John likes to point out that there aren’t a whole lot of engineering role models in popular culture.
Gilsdorf: I know you teach seminars about how to help hone your central idea or concept for a nonfiction book project. What advice do you typically give to would-be writers of high-concept books like yours?
Frederick: Most people can recognize a book concept when they hear one, but they have trouble bringing a clear concept to the book they are writing. Although ironically when I did the architecture book I’m not sure I was conscious of striving for a high concept. I arrived at the format intuitively…. it was the necessary way for me to present my ideas to an audience I knew well. So maybe there was a purity of intent there that is not present in all works. That’s not to disparage them; it just means an author’s position relative to a writing project can vary a lot.
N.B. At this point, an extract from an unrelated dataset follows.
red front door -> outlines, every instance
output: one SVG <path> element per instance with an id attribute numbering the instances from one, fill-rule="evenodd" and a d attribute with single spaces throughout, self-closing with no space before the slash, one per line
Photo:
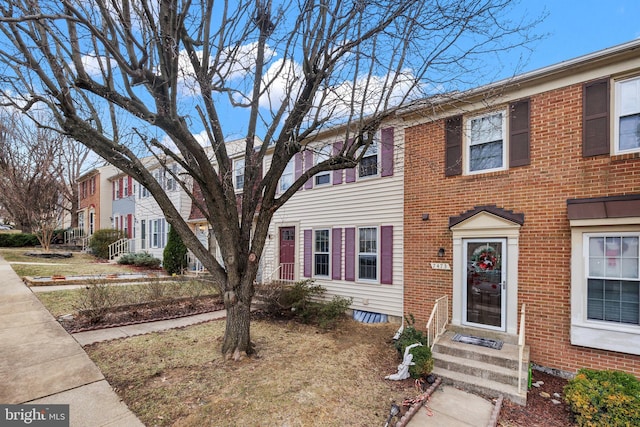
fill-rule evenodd
<path id="1" fill-rule="evenodd" d="M 280 280 L 294 280 L 296 228 L 280 227 Z"/>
A writer should be able to explain a concept for a book in no more than two sentences. Those two sentences locate the book in its external context—it’s for the struggling architecture student, the confused voter, the conscientious environmentalist; and “contain” the entirety of the book—it’s structure, argument, feel, sensibility, format, etc. “This book shows that voter confusion is due to our society having reached a place where the traditional liberal-conservative paradigm is no longer relevant. In this book I will show how this problem has played in American elections from the local to the national level, and suggest new paradigms that might help our political environment align with our culture.” OK, that’s not gold, but…
Some books can explain their concept through the title alone. Careers for Your Cat… that’s a real book, and you probably can guess who it’s for and what its sensibility is. 1491 is another; it’s about the Americas before and upon the arrival of Columbus. Drinking: A Love Story. And so on.
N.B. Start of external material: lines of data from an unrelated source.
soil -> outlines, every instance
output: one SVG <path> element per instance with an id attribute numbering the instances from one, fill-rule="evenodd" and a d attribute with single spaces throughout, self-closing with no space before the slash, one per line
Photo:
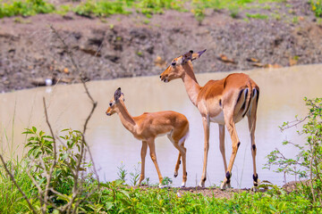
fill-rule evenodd
<path id="1" fill-rule="evenodd" d="M 55 1 L 66 2 L 72 1 Z M 43 86 L 46 79 L 77 83 L 80 74 L 85 80 L 158 75 L 173 58 L 190 50 L 207 49 L 194 62 L 196 73 L 322 62 L 322 25 L 307 1 L 250 8 L 239 11 L 235 18 L 228 10 L 208 10 L 202 22 L 191 12 L 176 11 L 151 19 L 136 12 L 104 19 L 72 12 L 4 18 L 0 91 Z M 250 19 L 248 13 L 266 14 L 268 19 Z M 292 191 L 294 186 L 285 188 Z M 186 191 L 230 198 L 233 193 L 250 190 L 178 190 L 181 194 Z"/>
<path id="2" fill-rule="evenodd" d="M 322 25 L 307 1 L 249 8 L 236 18 L 228 10 L 209 9 L 201 23 L 191 12 L 176 11 L 151 19 L 135 12 L 104 19 L 72 12 L 1 19 L 0 91 L 38 86 L 46 78 L 76 83 L 80 73 L 85 80 L 158 75 L 190 50 L 207 49 L 194 62 L 196 73 L 322 62 Z"/>

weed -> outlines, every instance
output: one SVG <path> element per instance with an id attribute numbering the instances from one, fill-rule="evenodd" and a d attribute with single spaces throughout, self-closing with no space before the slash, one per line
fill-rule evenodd
<path id="1" fill-rule="evenodd" d="M 322 0 L 310 0 L 310 4 L 316 17 L 322 17 Z"/>

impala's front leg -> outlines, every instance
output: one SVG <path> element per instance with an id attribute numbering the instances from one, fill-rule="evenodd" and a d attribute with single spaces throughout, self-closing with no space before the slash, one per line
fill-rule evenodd
<path id="1" fill-rule="evenodd" d="M 141 182 L 144 180 L 145 177 L 145 157 L 147 155 L 147 148 L 148 144 L 146 141 L 142 141 L 142 148 L 141 148 L 141 174 L 139 180 L 139 185 L 141 184 Z"/>
<path id="2" fill-rule="evenodd" d="M 162 175 L 161 175 L 161 172 L 160 172 L 160 169 L 158 168 L 157 161 L 156 146 L 155 146 L 154 139 L 148 140 L 148 148 L 149 148 L 149 151 L 150 151 L 151 160 L 152 160 L 152 161 L 155 164 L 156 169 L 157 169 L 157 175 L 158 175 L 158 177 L 159 177 L 159 186 L 161 187 L 162 186 L 163 177 L 162 177 Z"/>
<path id="3" fill-rule="evenodd" d="M 208 152 L 209 150 L 209 118 L 202 117 L 202 124 L 204 127 L 205 145 L 204 145 L 204 163 L 203 163 L 202 176 L 201 176 L 199 186 L 205 187 L 205 181 L 207 179 Z"/>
Gilsdorf: So these 101 Things I Learned books are no brainers, right? Anyone can do them?
Frederick: They are simple in their final form, but they are really hard to do. I get proposals all the time from people who say, for example, “I’d like to do Medical School, it would be really easy.” But it never is. It’s pretty grueling. My coauthors have to learn a lot of new things and unlearn others. They have to figure out things about themselves and why they chose their profession. They tend to understand their calling differently after doing the book.
Gilsdorf: Has your thinking changed about these books, now that you’ve churned out seven of them?
Frederick: More recently I’ve begun to think that 101 Things I Learned in Architecture School isn’t about architecture; it’s about how to think like an architect. 101 Things I Learned in Engineering School isn’t about engineering; it’s about how engineers view the world. Ditto for the others. Well, it’s pretty damn hard and sometimes impossible for many professionals to explain how they view reality, because this assumes they are cognizant of where their thinking diverges from that of other professionals. Many can’t do this. They have been immersed in their way of thinking and doing things for many years, and maybe even in childhood had a predisposition toward their field that makes it difficult for them to see the world in other ways. It’s like asking a fish what he thinks about the water. And then they have to break down everything they know into these little lesson-chunks, each of which can only be about one thing… well, it’s really, really hard to do. Maybe I’ll never completely figure out what they are; that might be what makes it interesting. If I do figure it out, that might be when I stop making new books.